West American, the breach-of-contract claim, Liberty Mutual’s liability for its participation

in the coverage denial, and the alleged bad-faith denial of the claim. We, of course, review

the grant of summary judgment de novo, construing the evidence in the light most favorable

to the nonmoving party. See, e.g., Hooten v. Safe Auto Ins. Co., 1st Dist. Hamilton No. C-

990684, 2000 WL 640260, *1 (May 19, 2000).

A.

{¶10} We first consider the breach-of-contract claim, which requires a foray into

probate law and insurance policy interpretation guidance. We begin, as we must, with the

language of the policy and the relevant provisions. Everyone agrees that the “named

4 OHIO FIRST DISTRICT COURT OF APPEALS

insured” identified on the declarations page is Delores Walker. The policy defines “insured”
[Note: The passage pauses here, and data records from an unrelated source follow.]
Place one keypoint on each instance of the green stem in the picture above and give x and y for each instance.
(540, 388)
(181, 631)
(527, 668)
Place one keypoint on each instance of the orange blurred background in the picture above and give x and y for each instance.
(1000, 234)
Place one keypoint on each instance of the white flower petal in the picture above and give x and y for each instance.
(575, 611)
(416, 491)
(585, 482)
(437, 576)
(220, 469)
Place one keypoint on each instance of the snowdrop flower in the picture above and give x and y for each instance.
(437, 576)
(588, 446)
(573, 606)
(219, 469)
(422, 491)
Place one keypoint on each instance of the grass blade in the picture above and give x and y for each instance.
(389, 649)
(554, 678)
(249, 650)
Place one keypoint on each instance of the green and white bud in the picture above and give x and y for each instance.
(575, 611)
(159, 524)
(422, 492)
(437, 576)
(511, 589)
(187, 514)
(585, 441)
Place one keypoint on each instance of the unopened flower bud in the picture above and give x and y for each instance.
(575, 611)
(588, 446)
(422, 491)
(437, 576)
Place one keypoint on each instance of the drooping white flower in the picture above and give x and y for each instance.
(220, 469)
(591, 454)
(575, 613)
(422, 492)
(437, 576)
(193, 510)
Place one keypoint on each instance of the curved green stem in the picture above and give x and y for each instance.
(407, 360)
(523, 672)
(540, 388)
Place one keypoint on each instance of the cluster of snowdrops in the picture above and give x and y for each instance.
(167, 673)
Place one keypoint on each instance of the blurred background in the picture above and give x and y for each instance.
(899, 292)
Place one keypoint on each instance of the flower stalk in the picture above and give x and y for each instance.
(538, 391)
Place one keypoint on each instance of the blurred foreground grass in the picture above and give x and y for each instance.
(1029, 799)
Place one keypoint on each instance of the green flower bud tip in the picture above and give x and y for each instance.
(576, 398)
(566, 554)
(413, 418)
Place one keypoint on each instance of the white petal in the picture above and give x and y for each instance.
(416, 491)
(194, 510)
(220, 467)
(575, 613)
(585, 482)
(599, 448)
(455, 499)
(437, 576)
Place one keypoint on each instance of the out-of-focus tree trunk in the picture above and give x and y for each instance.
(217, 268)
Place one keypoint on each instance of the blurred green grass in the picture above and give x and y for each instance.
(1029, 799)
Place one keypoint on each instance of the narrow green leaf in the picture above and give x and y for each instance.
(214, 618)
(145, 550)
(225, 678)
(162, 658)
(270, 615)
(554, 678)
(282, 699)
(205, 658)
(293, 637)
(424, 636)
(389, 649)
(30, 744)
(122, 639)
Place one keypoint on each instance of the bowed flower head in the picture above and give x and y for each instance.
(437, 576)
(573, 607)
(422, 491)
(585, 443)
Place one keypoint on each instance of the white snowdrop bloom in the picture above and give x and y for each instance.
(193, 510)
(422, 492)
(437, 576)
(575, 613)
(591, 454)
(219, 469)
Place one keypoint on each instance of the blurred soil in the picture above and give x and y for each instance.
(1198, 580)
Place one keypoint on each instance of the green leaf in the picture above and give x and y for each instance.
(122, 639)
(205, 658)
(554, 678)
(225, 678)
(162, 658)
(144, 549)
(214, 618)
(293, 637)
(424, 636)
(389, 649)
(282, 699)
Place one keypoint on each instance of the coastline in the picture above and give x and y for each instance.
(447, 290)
to mean “you” (i.e., the named insured) and “residents of your household” who are “your

relatives” or certain other dependents. The policy then covers “the dwelling on the

‘residence premises’ shown in the Declarations,” which is the house that succumbed to the

fire. Included within that coverage is certain personal property “owned or used by an

‘insured’ while it is anywhere in the world,” as well as personal property owned by “[o]thers

while the property is on the part of the ‘residence premises’ occupied by an insured.”